In the context of reaction rate, what does the slope of a graph showing Ln k versus 1/T represent?

• A. R/Es
• B. -Ea/R
• C. k/R
• D. A/R

The correct answer is: -Ea/R

The slope of a graph plotting the natural logarithm of the rate constant \( k \) against the inverse of temperature \( 1/T \) represents the negative value of the activation energy \( E_a \) divided by the universal gas constant \( R \). This relationship is derived from the Arrhenius equation, which describes how the rate constant \( k \) of a chemical reaction depends on temperature. The Arrhenius equation is commonly expressed in the form: \[ k = A e^{-E_a/(RT)} \] Taking the natural logarithm of both sides gives: \[ \ln k = \ln A - \frac{E_a}{R} \cdot \frac{1}{T} \] From this, it becomes evident that when \( \ln k \) is plotted against \( 1/T \), the slope of the resulting linear graph is \(-\frac{E_a}{R}\).

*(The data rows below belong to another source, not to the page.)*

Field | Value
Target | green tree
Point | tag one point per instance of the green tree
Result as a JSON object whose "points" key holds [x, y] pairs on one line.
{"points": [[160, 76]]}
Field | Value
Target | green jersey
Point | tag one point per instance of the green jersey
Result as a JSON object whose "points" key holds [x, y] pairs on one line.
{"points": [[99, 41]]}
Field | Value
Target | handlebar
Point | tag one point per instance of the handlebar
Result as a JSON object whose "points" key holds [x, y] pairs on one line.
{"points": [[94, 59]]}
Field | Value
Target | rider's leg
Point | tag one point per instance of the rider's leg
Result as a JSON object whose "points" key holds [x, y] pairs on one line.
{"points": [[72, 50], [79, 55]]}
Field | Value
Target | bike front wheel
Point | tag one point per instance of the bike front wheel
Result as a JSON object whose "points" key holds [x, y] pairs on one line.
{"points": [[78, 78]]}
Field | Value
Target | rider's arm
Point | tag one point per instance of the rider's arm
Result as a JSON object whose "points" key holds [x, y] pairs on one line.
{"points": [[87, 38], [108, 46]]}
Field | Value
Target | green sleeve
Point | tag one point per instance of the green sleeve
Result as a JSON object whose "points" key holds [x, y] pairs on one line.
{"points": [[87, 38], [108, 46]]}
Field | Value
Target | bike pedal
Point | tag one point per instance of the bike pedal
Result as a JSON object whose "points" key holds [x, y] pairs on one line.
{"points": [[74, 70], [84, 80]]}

This means that the slope indicates how changes in temperature influence the rate constant, with a steeper slope signifying a higher activation energy for the reaction. Understanding this relationship is crucial in physical chemistry, as it allows researchers to infer the activation energy needed for a reaction to proceed based on experimental data.